2.  **Process**: Clean and transform JSON data into Parquet using PySpark.
3.  **Analyze**: Aggregate and query data using PySpark DSL.
4.  **Visualize**: Plot insights.

In [1]:
import os
import sys
import socketserver
from pathlib import Path

# --- PySpark on Windows Workaround ---
# PySpark 4.x on Windows references UnixStreamServer in accumulators.py 
# which causes an AttributeError. We patch it to use TCPServer (or a dummy) 
# to allow the module to import.
if os.name == 'nt' and not hasattr(socketserver, 'UnixStreamServer'):
    socketserver.UnixStreamServer = socketserver.TCPServer

# Add project root to path to allow importing src modules
project_root = Path("..").resolve()
if str(project_root) not in sys.path:
    sys.path.append(str(project_root))

from pyspark.sql import SparkSession
import matplotlib.pyplot as plt
import seaborn as sns

# Import our custom modules
from src.logger import setup_logger
from src.fetch_data import TMDBFetcher
from src.process_data import process_data
from src.analysis import MovieAnalyzer

# Configure Plotting Style
sns.set_theme(style="whitegrid")
plt.rcParams["figure.figsize"] = (12, 6)

In [None]:
# Setup Spark Session
import os
import sys
from pathlib import Path
from pyspark.sql import SparkSession

# Add the project root to system path to import modules from src/
# In Docker, src is at /home/spark/src, and notebooks are at /home/spark/work
sys.path.append('/home/spark') 
# Fallback for local run if not in Docker structure
sys.path.append(str(Path.cwd().parent))

# Configuration
# Using local[*] mode - runs Spark locally within this container
# This is simpler and more stable for development/learning
MASTER_URL = "local[*]"
DATA_DIR = Path(os.getenv("DATA_DIR", "../data"))

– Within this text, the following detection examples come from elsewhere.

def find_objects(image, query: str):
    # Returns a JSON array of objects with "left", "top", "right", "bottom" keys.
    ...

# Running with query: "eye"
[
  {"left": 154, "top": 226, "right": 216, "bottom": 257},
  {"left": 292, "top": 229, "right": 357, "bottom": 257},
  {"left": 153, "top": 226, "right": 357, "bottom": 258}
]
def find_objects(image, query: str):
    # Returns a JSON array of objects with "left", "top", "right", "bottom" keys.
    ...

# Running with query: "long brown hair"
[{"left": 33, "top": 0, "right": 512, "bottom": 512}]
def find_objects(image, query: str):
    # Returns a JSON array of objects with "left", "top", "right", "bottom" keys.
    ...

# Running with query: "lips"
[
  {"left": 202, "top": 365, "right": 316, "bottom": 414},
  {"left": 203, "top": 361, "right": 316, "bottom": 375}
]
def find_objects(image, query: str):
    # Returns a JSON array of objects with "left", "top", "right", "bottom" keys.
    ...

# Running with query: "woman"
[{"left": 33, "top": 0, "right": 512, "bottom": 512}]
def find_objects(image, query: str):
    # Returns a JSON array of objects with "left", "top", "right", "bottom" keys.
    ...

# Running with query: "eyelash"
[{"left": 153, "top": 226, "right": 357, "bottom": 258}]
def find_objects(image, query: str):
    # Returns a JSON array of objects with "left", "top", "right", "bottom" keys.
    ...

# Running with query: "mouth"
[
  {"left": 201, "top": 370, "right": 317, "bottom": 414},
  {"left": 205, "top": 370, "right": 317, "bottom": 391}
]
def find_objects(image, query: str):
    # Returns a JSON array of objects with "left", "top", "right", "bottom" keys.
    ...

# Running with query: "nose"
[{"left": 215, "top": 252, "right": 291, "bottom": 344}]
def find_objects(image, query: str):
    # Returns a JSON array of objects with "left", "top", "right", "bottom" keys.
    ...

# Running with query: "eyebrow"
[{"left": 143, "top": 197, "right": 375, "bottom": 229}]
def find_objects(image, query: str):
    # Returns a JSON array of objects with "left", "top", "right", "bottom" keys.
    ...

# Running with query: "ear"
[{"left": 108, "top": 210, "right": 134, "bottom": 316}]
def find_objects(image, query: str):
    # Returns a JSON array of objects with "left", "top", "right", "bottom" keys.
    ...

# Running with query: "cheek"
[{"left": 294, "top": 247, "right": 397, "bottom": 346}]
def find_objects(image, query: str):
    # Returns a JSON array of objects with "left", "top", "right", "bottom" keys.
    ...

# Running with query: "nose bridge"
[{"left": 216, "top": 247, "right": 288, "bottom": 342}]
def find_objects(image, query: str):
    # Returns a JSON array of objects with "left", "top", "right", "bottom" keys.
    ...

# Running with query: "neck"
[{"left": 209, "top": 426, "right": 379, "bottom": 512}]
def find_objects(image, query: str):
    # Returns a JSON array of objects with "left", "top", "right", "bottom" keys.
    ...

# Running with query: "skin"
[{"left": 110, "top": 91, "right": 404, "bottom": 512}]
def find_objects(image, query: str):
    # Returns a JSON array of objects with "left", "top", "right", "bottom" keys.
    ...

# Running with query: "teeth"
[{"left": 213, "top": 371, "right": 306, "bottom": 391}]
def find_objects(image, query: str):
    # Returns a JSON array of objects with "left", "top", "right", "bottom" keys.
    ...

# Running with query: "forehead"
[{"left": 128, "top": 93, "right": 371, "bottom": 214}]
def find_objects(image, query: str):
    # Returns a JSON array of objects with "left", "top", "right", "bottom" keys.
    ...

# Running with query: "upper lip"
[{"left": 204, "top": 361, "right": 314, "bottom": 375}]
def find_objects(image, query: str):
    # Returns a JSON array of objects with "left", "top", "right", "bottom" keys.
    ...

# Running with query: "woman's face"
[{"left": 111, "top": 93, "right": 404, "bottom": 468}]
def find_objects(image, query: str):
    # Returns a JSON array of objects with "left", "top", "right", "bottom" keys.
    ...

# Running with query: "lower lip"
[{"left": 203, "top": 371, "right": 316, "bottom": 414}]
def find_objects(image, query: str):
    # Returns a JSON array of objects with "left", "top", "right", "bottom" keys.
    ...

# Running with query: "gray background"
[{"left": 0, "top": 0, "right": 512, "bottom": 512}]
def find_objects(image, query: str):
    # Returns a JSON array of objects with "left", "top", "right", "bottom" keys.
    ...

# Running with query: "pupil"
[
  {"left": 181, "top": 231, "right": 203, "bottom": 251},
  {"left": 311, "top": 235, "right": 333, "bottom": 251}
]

print(f"Using Spark in Local Mode: {MASTER_URL}")
print(f"Data Directory: {DATA_DIR}")

# Create SparkSession in local mode
spark = SparkSession.builder \
    .appName("TMDB_Movie_Analysis") \
    .master(MASTER_URL) \
    .config("spark.sql.legacy.timeParserPolicy", "LEGACY") \
    .config("spark.driver.memory", "2g") \
    .getOrCreate()

print(f"Spark Session Created: {spark.sparkContext.appName}")
print(f"Spark Version: {spark.version}")    

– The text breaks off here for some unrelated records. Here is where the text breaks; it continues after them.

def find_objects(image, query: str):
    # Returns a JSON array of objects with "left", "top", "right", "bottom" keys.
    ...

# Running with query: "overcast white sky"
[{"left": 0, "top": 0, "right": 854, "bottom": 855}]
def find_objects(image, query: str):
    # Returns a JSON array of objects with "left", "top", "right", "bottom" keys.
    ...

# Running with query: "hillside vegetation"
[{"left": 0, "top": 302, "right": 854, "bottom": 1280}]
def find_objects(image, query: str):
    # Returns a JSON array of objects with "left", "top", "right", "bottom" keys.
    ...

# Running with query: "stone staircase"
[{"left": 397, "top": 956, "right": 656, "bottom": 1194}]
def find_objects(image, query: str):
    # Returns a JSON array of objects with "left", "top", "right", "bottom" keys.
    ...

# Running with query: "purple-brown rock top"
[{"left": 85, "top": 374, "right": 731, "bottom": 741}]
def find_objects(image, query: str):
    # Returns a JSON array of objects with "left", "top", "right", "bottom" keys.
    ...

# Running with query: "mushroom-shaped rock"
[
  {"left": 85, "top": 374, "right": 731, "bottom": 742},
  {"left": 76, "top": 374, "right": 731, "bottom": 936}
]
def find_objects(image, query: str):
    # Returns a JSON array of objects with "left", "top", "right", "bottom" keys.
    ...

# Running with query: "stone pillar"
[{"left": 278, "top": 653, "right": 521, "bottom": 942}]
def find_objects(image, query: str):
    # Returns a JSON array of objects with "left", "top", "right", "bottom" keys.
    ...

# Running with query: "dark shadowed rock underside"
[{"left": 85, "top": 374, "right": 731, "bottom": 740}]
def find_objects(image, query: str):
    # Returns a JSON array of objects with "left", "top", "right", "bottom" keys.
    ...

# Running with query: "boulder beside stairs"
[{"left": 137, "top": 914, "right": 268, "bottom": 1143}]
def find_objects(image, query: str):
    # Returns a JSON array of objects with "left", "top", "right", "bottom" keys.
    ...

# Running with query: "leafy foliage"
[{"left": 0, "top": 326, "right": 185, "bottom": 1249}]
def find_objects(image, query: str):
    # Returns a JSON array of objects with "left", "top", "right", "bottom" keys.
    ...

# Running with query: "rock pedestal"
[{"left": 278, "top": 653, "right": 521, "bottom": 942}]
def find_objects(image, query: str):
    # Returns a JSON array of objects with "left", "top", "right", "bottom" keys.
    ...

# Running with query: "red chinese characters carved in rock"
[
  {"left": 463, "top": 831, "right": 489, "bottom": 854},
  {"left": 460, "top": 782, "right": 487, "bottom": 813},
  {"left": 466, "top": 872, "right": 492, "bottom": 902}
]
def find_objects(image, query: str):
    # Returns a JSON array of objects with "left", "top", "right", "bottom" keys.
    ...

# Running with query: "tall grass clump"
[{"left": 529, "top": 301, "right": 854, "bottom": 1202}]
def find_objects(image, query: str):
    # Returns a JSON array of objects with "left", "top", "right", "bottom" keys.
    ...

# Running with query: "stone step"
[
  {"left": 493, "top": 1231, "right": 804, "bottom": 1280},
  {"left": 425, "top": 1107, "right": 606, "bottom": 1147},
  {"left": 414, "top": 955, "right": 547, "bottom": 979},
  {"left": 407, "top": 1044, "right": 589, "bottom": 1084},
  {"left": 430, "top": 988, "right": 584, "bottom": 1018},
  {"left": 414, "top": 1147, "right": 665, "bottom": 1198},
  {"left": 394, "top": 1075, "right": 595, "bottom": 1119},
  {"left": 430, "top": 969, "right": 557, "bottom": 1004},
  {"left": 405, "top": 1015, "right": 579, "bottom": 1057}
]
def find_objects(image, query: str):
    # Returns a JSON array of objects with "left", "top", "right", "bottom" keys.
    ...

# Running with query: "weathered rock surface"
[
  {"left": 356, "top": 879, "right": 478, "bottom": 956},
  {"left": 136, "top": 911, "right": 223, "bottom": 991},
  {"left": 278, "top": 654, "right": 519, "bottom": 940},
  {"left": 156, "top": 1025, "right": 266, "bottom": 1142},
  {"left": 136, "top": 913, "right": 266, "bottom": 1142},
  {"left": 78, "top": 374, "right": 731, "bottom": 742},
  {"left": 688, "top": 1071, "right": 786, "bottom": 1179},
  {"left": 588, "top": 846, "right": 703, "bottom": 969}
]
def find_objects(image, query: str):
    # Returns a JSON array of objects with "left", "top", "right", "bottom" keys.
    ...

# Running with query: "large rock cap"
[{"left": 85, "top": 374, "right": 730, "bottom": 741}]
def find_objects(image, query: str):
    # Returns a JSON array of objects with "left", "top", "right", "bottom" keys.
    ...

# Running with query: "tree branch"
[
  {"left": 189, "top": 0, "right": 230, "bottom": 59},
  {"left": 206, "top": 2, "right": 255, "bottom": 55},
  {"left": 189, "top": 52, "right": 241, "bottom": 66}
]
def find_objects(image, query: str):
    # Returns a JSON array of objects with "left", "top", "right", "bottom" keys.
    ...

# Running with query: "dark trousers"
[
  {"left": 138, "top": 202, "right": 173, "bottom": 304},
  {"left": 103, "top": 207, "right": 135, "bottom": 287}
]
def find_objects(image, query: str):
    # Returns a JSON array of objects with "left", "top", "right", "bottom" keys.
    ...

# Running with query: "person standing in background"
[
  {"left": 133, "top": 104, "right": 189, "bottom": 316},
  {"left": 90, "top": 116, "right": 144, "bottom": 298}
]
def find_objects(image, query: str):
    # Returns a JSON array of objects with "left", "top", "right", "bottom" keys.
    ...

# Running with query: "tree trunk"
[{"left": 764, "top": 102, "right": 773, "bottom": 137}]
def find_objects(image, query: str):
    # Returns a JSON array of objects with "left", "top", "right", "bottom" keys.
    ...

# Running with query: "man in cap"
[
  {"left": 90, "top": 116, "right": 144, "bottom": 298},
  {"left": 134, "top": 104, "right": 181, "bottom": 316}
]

Using Spark in Local Mode: local[*]
Data Directory: /home/spark/data


Using Spark's default log4j profile: org/apache/spark/log4j2-defaults.properties
Setting default log level to "WARN".
To adjust logging level use sc.setLogLevel(newLevel). For SparkR, use setLogLevel(newLevel).
26/01/26 11:53:58 WARN NativeCodeLoader: Unable to load native-hadoop library for your platform... using builtin-java classes where applicable
26/01/26 11:54:04 WARN Utils: Service 'SparkUI' could not bind on port 4040. Attempting port 4041.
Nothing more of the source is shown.